In
evidenza nell'agenda politica nazionale, c'è l'impegnativa questione
che riguarda la legge elettorale. Fin dal suo discorso di insediamento, il
Presidente del Consiglio Gentiloni aveva indicato la necessità di un
sistema elettorale omogeneo tra Camera e Senato poiché oggi sono in vigore in
Italia due leggi diverse ed incoerenti: il Consultellum per il Senato e
l'Italicum per la Camera e, quest'ultima, potrebbe oltretutto risultare
incostituzionale.
Pertanto,
al di là dalle urgenze gridate dalle varie forze politiche, un passaggio
parlamentare sulla questione appare inevitabile e la durata dipende
proprio dalla loro capacità di trovare un compromesso e dalla loro volontà
di raggiungere un accordo il più rapido possibile sulle regole del gioco.
Pressoché
tutte le forze politiche dicono di voler cambiare il vigente sistema
elettorale, ma la sensazione è che nessuno sappia come, ed il timore è che
nessuno lo voglia subito.
Così,
per la seconda volta in un mese, la palla viene giocata in prima battuta dalla
Consulta. Dopo il suo pronunciamento sui quesiti referendari proposti dalla
CGIL sul Jobs Act, infatti, il 24 gennaio la Corte Costituzionale torna a
tracciare in percorso, con l'avvio dell'esame sull'Italicum del quale, pare,
potrebbe individuare almeno sei profili di incostituzionalità. I più
importanti riguarderebbero il premio di maggioranza e la questione del
ballottaggio che assegna un grosso premio di maggioranza, ma anche
aspetti secondari come la presenza di "capilista bloccati"

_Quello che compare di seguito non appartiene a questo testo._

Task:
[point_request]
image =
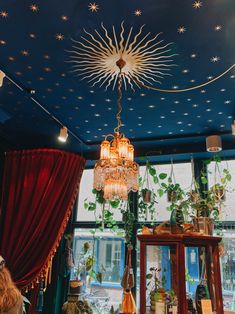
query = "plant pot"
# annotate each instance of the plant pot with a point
(177, 221)
(204, 225)
(157, 296)
(220, 194)
(147, 195)
(194, 196)
(75, 287)
(171, 196)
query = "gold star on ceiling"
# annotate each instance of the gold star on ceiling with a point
(138, 12)
(47, 69)
(34, 7)
(197, 4)
(64, 18)
(59, 36)
(24, 53)
(218, 28)
(4, 14)
(215, 59)
(181, 30)
(93, 7)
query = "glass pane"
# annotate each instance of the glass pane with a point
(214, 175)
(182, 174)
(161, 282)
(85, 192)
(228, 269)
(109, 253)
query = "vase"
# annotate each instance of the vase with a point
(202, 293)
(157, 296)
(147, 195)
(177, 221)
(171, 196)
(204, 225)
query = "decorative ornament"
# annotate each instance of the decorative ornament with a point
(147, 60)
(116, 172)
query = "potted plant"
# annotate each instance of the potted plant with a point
(208, 204)
(84, 266)
(156, 285)
(147, 196)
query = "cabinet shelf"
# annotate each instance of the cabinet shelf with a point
(175, 245)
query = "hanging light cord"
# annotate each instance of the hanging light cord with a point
(119, 103)
(138, 82)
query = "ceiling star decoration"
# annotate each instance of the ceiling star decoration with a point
(215, 59)
(197, 4)
(147, 59)
(218, 28)
(93, 7)
(4, 14)
(181, 30)
(34, 8)
(138, 12)
(59, 37)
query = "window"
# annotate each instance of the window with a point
(181, 173)
(214, 175)
(109, 248)
(109, 252)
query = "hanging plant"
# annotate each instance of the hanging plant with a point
(150, 190)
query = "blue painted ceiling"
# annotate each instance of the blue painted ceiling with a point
(35, 37)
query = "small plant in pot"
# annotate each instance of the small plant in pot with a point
(84, 268)
(174, 191)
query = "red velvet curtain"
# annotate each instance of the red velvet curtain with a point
(39, 190)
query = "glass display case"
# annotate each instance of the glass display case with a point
(165, 284)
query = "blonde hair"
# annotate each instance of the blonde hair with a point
(10, 296)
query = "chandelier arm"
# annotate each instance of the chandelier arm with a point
(119, 102)
(136, 80)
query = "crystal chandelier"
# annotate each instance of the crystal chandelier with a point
(116, 172)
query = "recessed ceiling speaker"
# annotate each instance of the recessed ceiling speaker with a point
(213, 143)
(63, 134)
(233, 128)
(2, 75)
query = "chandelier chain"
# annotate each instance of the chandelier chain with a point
(119, 103)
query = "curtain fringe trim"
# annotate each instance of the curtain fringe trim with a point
(46, 269)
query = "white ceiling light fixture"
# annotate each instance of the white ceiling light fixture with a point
(2, 75)
(213, 143)
(233, 128)
(63, 134)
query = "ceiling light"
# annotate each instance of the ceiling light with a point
(2, 75)
(233, 128)
(63, 134)
(116, 172)
(213, 143)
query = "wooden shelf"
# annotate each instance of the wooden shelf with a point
(177, 244)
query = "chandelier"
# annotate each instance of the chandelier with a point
(116, 172)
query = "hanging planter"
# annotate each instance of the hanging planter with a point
(177, 221)
(147, 195)
(204, 225)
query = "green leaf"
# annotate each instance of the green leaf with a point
(152, 171)
(155, 179)
(160, 192)
(204, 180)
(162, 176)
(114, 203)
(149, 276)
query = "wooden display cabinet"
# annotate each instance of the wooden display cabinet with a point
(177, 244)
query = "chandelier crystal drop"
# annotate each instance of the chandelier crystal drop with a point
(116, 172)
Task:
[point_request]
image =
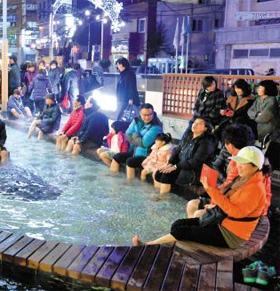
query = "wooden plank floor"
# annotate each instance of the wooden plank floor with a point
(181, 267)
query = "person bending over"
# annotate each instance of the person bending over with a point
(141, 135)
(184, 166)
(73, 125)
(93, 129)
(160, 155)
(15, 107)
(243, 202)
(235, 137)
(116, 141)
(3, 136)
(49, 120)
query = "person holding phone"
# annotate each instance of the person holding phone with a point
(238, 105)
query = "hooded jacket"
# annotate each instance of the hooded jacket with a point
(142, 136)
(191, 154)
(40, 87)
(94, 127)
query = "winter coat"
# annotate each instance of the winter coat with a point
(40, 87)
(69, 84)
(54, 76)
(127, 87)
(209, 105)
(13, 78)
(51, 116)
(28, 78)
(94, 127)
(248, 200)
(16, 104)
(74, 122)
(142, 136)
(158, 157)
(191, 154)
(240, 109)
(265, 112)
(3, 135)
(123, 144)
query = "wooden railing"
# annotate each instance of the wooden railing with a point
(180, 90)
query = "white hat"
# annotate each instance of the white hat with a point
(248, 155)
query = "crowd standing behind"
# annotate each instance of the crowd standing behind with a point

(già dichiarata incostituzionale nella precedente legge elettorale, il
cosiddetto “Porcellum” poi corretto dalla Consulta nell'attuale legge
"Consultellum").
L’Italicum,
è una legge creata per garantire in ogni circostanza una netta maggioranza in
Parlamento per chi ha un voto in più degli altri, entro un panorama politico
non più bipolarista: un sistema studiato ad hoc, con forzatura
maggioritaria, per disinnescare l’attuale tripolarismo italiano
con un grosso premio di maggioranza che viene assegnato a chi ottiene il
40 per cento dei consensi su base nazionale o vince un ballottaggio tra i due
partiti più votati.
In
effetti, in presenza di una frammentazione elettorale in 3-4 blocchi di
medie dimensioni (PD, M5S, Lega Nord e Forza Italia) un eventuale Parlamento
riuscirebbe a formare una maggioranza solo grazie ad ampie ed instabili
coalizioni: l’Italicum era stato pensato proprio come un compromesso per
evitare questo risultato. D’altro canto, diventa difficile
legittimare questa forzatura che assegna la maggioranza a una forza
parlamentare votata soltanto da una minoranza dell’elettorato.
A
complicare la situazione, c'è il fallimento del referendum che ha lasciato il
Senato com’è adesso nella sua forma e nelle sue funzioni, con una
situazione opposta. La legge elettorale, infatti, è il cosiddetto “Consultellum”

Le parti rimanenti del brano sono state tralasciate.